Ginsburg told this story of poetic justice, of an inkstand in need of absolution, and she wondered of the pen in need of absolution in her own career. She determined the next time her thoughts on an opinion refuse to flow easily, she may visit the pen “that Judge Justice Bradley used to write his now-infamous concurring opinion in Myra Bradwell’s case, Bradwell v. Illinois, an 1873 decision upholding a state’s right to exclude women from the practice of law.”

Without ever directly addressing why Justice Bradley’s pen would be in need of absolution, Justice Ginsburg spoke of a photograph that is taken periodically of the Supreme Court Justice’s spouses. The audience knowingly chuckled while Justice Ginsburg explained that, with her and Justice O’Connor on the Supreme Court, “the subject of these photographs have changed beyond anything Justice Bradley or even Justice Harlan would have contemplated.”

Justice Ginsburg’s lecture was poised, clear, and moving as she masterfully led the audience through monumental moments in the Supreme Court’s history that came from the lives of Burnita Shelton Matthews and Malvina Harlan. Georgia State Law’s own Professor Mary Radford was in attendance for Justice Ginsburg’s lecture, and had the opportunity to speak with her one-on-one. Of this experience, Radford reflects on Justice Ginsburg’s “dignity and grace,” her “shy smile, almost embarrassed by the amount of attention that was flowing her way,” and recalls that Justice Ginsburg “greeted each individual, from student to faculty member to judge to local dignitary, with a quiet smile and a light handshake . . . wearing black lace gloves.” Professor Radford sums up the day: “An uninformed observer would probably have been astounded to learn that this unassuming, soft-spoken, petite woman was in fact one of the most powerful, insightful, and influential legal thinkers of our time.”

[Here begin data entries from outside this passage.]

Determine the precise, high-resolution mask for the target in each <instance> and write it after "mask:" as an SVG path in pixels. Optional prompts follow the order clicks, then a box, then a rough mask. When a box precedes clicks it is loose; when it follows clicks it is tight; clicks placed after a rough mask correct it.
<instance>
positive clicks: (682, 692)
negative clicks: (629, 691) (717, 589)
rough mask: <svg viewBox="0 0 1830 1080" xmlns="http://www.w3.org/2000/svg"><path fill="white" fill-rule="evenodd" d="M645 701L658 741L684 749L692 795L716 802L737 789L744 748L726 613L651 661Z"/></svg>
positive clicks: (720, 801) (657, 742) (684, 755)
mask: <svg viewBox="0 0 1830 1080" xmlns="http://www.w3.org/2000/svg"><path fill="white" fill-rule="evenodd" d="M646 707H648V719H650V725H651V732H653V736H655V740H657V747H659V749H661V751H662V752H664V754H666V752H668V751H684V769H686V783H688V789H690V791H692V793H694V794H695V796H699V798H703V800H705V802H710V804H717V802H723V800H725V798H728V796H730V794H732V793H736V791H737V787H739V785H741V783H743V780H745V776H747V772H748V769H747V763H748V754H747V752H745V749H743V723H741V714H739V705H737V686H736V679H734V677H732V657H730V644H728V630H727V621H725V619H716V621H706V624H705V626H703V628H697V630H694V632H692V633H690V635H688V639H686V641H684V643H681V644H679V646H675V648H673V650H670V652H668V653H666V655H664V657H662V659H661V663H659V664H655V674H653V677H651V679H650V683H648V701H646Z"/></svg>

It is undeniable the impact Ruth Bader Ginsburg left on the nation and the world. On February 13, 2003, she visited our campus in celebration of GSU Law’s 20th anniversary. This year, as GSU Law celebrates its 40th anniversary, we take time to recount her lecture and remember her legacy. To watch Justice Ginsburg’s lecture, learn about other notable visitors, and read about the history of the Georgia State University College of Law, check out GSU Law’s 40th Anniversary Exhibit here.


[1]  Harlan, M.S. and Przybyszewski, L. (2003) in Some Memories of a Long Life, 1854-1911. New York: Modern Library, pp. 113–114.